Tak jarang, dari apa yang kita lihat otomatis merangsang otak kita untuk berpersepsi tentangnya. Menganggap apa yang tersaji di depan matanya sebagai informasi yang faktual. Contohnya ketika kita melihat sebuah akun memberitakan seorang anak mendurhakai orang tuanya, lantas kita percaya dengan berita tersebut. Kemudian tanpa memastikan kebenarannya lagi, dengan lantang kita menghakiminya. Sehingga sampailah mindset yang tertanam di otak kita tentang anak tersebut sebagai anak yang durhaka.
Padahal, jika kita bersedia memberikan sedikit saja ruang bagi otak kita untuk kembali mencari kebenarannya, mungkin akan ditemukan fakta yang berbeda bahwa video yang dilihat sebelumnya adalah sebuah iklan yang sengaja dibuat dengan maksud ingin menyampaikan pesan moral kepada seluruh anak agar mereka lebih menghargai dan menyayangi orang tuanya.
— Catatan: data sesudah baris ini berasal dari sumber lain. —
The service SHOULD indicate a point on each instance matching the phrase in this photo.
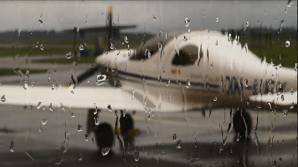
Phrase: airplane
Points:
(172, 72)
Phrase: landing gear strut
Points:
(242, 124)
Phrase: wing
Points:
(81, 97)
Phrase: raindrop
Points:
(246, 47)
(136, 155)
(292, 106)
(169, 81)
(50, 107)
(109, 108)
(38, 105)
(44, 122)
(3, 98)
(285, 112)
(105, 151)
(159, 46)
(174, 137)
(68, 55)
(81, 47)
(126, 39)
(188, 84)
(86, 137)
(215, 99)
(41, 47)
(80, 156)
(40, 22)
(133, 94)
(25, 86)
(154, 17)
(112, 46)
(101, 79)
(179, 144)
(216, 19)
(79, 128)
(287, 44)
(247, 23)
(11, 146)
(187, 22)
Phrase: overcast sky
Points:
(169, 15)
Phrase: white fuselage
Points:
(226, 76)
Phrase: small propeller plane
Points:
(173, 72)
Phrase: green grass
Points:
(82, 60)
(8, 71)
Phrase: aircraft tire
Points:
(127, 128)
(242, 124)
(104, 135)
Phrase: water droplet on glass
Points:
(178, 146)
(215, 99)
(109, 108)
(136, 155)
(188, 84)
(68, 55)
(154, 17)
(246, 47)
(247, 23)
(79, 128)
(3, 98)
(174, 137)
(80, 156)
(287, 44)
(216, 19)
(44, 122)
(39, 105)
(169, 81)
(187, 22)
(41, 47)
(81, 47)
(101, 79)
(86, 137)
(105, 151)
(292, 106)
(40, 22)
(11, 146)
(126, 39)
(133, 94)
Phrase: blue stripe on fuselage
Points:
(215, 86)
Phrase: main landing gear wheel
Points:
(242, 124)
(127, 129)
(104, 136)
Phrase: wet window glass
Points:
(148, 83)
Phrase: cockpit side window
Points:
(187, 56)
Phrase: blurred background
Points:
(38, 35)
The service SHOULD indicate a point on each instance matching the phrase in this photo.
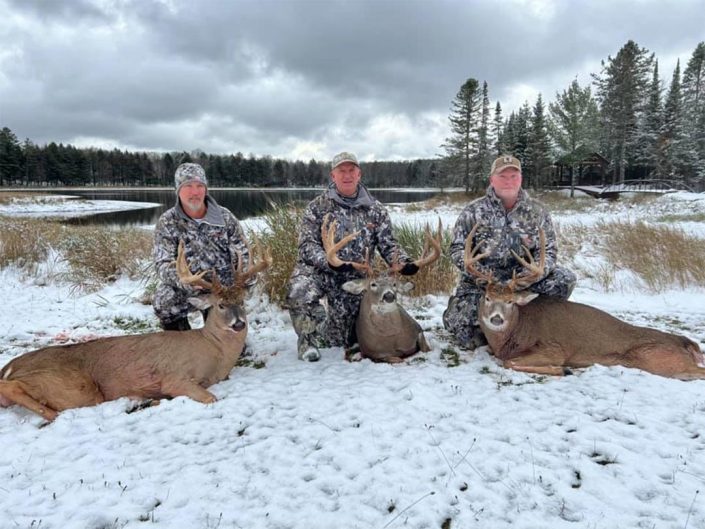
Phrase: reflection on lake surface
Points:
(243, 203)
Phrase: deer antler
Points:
(331, 247)
(471, 257)
(533, 270)
(242, 275)
(186, 276)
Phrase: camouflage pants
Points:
(460, 317)
(171, 304)
(327, 324)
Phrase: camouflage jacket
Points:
(211, 243)
(500, 231)
(362, 213)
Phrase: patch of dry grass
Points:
(662, 256)
(281, 238)
(97, 255)
(24, 243)
(437, 278)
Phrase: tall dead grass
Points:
(94, 255)
(662, 256)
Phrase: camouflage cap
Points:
(504, 162)
(344, 157)
(189, 172)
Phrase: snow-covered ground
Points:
(364, 445)
(65, 206)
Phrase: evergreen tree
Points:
(484, 155)
(649, 140)
(497, 131)
(574, 126)
(538, 151)
(11, 158)
(693, 88)
(674, 148)
(621, 90)
(462, 146)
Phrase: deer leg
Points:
(180, 387)
(12, 390)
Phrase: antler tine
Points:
(184, 274)
(471, 257)
(264, 260)
(331, 247)
(533, 270)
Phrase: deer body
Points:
(385, 331)
(548, 335)
(153, 365)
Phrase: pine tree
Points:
(674, 159)
(574, 126)
(11, 158)
(621, 90)
(649, 140)
(462, 146)
(484, 155)
(538, 151)
(497, 131)
(693, 87)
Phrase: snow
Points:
(363, 445)
(65, 206)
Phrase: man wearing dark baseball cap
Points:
(507, 220)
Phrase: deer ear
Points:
(356, 286)
(523, 298)
(406, 287)
(201, 303)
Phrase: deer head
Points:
(498, 306)
(225, 303)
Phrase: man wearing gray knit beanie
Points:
(213, 239)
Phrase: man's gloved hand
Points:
(343, 268)
(409, 269)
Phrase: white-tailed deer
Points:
(145, 366)
(548, 336)
(385, 331)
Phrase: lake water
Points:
(243, 203)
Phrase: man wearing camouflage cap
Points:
(323, 314)
(507, 219)
(213, 239)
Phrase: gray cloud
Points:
(301, 78)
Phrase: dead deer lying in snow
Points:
(146, 366)
(549, 335)
(385, 331)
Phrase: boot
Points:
(181, 324)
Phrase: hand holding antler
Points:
(533, 270)
(331, 247)
(471, 257)
(184, 274)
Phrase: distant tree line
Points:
(27, 164)
(640, 128)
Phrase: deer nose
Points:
(496, 320)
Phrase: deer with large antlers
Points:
(385, 331)
(536, 334)
(147, 366)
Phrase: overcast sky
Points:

Begitu pun dengan ragam informasi lainnya yang tersaji pada layar segenggaman tangan kita. Apa yang kita lihat, apa yang kita persepsikan, akan selalu menentukan mindset seperti apa yang akan tercipta. Oleh karenanya, akan lebih baik apabila sebelum mempersepsikan segala hal, kita aktifkan terlebih dulu tombol filter yang ada dalam diri kita.
Karena, bukankah persepsi yang kita tunjukan akan selalu mencerminkan siapa dan bagaimana diri kita?